O investigador José Alberto Pereira, que se dedica ao estudo dos olivais e das azeitonas, está preocupado com as explorações intensivas de olival no sul do País. E alerta: Os impactos são preocupantes na perda da biodiversidade e no reforço de resistência das pragas. Pior: por vezes, as plantas absorvem esses produtos nocivos e eles vão para as azeitonas - acabando nos nossos pratos.

José Alberto Pereira, engenheiro agrícola e coordenador do CIMO - Centro de Investigação de Montanha, acredita que a Natureza faz, mais ou menos, tudo certo. Se despendermos tempo a observá-la iremos aprender muito. E esta sua premissa, enquanto investigador, apresenta resultados são visíveis na conservação dos olivais tradicionais - e muitas vezes centenários - do norte e nordeste de Portugal.

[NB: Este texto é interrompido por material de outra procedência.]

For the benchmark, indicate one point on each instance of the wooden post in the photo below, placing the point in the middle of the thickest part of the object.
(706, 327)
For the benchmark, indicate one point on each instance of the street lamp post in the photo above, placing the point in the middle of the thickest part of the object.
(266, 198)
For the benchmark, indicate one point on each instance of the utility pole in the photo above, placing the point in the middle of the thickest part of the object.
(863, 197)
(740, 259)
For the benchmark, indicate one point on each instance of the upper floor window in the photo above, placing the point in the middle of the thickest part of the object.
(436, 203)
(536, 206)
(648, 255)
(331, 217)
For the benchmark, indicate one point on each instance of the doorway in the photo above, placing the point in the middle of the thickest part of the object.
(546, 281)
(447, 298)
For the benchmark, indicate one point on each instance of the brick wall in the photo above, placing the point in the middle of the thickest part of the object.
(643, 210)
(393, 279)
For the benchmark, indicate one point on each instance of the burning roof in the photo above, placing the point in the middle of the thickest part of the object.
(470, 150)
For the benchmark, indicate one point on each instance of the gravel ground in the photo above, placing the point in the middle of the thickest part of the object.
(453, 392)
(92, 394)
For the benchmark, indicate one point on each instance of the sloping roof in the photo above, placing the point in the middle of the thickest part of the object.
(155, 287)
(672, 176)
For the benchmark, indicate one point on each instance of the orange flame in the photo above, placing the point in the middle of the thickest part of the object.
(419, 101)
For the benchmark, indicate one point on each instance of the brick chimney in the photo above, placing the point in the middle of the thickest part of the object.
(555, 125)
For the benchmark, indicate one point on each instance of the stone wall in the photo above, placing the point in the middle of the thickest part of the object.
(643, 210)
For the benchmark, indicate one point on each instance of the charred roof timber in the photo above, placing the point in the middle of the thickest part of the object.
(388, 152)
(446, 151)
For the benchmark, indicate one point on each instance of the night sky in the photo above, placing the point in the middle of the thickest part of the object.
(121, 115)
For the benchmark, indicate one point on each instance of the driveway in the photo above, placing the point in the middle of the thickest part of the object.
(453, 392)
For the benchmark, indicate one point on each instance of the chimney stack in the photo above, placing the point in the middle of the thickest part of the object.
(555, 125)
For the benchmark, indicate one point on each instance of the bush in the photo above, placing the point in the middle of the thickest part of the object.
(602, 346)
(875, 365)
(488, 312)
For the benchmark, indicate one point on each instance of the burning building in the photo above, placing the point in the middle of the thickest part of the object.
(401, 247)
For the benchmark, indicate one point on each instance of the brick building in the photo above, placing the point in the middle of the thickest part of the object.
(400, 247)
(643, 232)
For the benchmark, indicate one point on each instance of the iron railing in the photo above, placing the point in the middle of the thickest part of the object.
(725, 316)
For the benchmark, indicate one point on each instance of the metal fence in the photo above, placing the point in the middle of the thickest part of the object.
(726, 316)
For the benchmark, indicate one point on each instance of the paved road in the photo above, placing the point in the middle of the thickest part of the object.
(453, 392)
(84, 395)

A exploração sustentável do olival deve basear-se na produção de azeitona, mas não se esgota aí. As folhas da oliveira também podem - e devem ser - aproveitadas, porque têm um valor económico.

Em Trás-os-Montes e Vale do Côa, espalhadas nos olivais tradicionais, existem muitas oliveiras com centenas de anos. São monumentos naturais únicos, que podem ser visitados. Mas que também continuam a ser produtoras de azeite. Azeites únicos cuja composição os investigadores do CIMO têm estudado e ajudado a preservar.